School security agents interviewed by Newsday say they have seen various managerial responses to violence over the years. Yet, they complain, student crime continues largely unabated, and they are permitted to employ only a single, dubious weapon to protect themselves and the schools - their voices.
“We don’t have night sticks, we don’t have Mace, we don’t have body armor,” said Felecia Cannon, who during 14 years on the force was thrown down steps, punched in the mouth and threatened with death; she is now a union representative for school safety agents. “Our mouth is the only thing we have to try to build a relationship with these kids to get them on the right road.”
Although Chancellor Joel Klein responded unequivocally to a flurry of widely publicized school violence this month - the first on his watch - school safety agents say they’re facing the same magnitude of inconsistencies and shortcomings that had plagued airport screening systems at least until the Sept. 11 attacks.
Citing relatively low pay (salaries start at $ 26,187 a year) and unrelieved student misconduct at many schools, the union says an average of 40 safety agents are quitting each month.
“It’s not like there’s a career path or anything, so as soon as they find another job, they’re gone,” said Moronke Oshin, a spokeswoman for the safety agents’ union.
In an unusual show of unity, the union’s leaders and several other school labor bosses last week demanded that Klein and his boss, Mayor Michael Bloomberg, hold a safety summit before Halloween, when mischief often crests. The union also plans to track injuries and other problems observed by its members.
Twelve school security agents were hurt in a four-day string of armed assaults and gang brawls earlier this month. Three teachers were injured, one teacher was robbed and at least 25 students were arrested - all less than two weeks after police reported significant drops in high school crime.
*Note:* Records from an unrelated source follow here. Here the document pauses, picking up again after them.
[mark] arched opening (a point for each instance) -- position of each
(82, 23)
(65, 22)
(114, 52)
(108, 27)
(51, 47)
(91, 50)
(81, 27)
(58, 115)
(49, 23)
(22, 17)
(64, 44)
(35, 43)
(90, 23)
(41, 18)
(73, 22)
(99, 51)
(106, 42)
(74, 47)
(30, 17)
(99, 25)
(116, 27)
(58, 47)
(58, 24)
The spurt of violence prompted Klein’s safety director, Ben Tucker, to detail a new round of efforts to improve school security. In past years, similar efforts have included the introduction of school metal detectors and a stringent disciplinary code.
More than 135 school agents who focused on truancy cases will now spend their mornings at the 66 schools that use metal detectors, said Tucker.
In addition, he said, agents will be pressed to make themselves visible with more patrols of their schools, and principals will also be expected to do the same - though the principals union filed a grievance Friday, insisting only school superintendents, and not Tucker, have direct authority over them.
There are 3,850 school safety agents. They carry no guns but have arrest power, and are trained and deployed by the police department.
Plans were already under way to beef up the numbers to 4,227, and Tucker hopes to accelerate hiring by finding more training space and even holding the 10-week course during the day.
But with 40 agents quitting monthly and about 150 new recruits every three months, Carl Haynes, president of Local 237 of the Teamsters, which represents the school safety agents, said the gain is only about 30 people at best.
Without a large infusion into the ranks, school safety agents contend, the latest security measures will have little effect. In schools with metal detectors, weapons still get through because there’s no one to watch every exit or keep students from opening doors for friends.
Also needed are surveillance cameras and puncture-resistant vests, says the agents’ union, which also wants the same precautions for after-school events to prevent guns, knives and box cutters from making their way into the schools.
Tucker said he is aware of such problems. “We’re on top of this - we recognize that the process doesn’t always work as smoothly as it could,” he said. He said felonies and misdemeanors have declined this year compared to last year, but even that claim is a matter of contention. Union officials say some serious incidents go underreported or even unrecorded.
Tucker disputes that: “The rule has been to report as much as you can.”
“We have to be careful here how we define crime,” the school safety director added. “If an agent gets pushed by a student or if another student gets pushed by a student, then that’s not going to be considered a felony or even a misdemeanor.”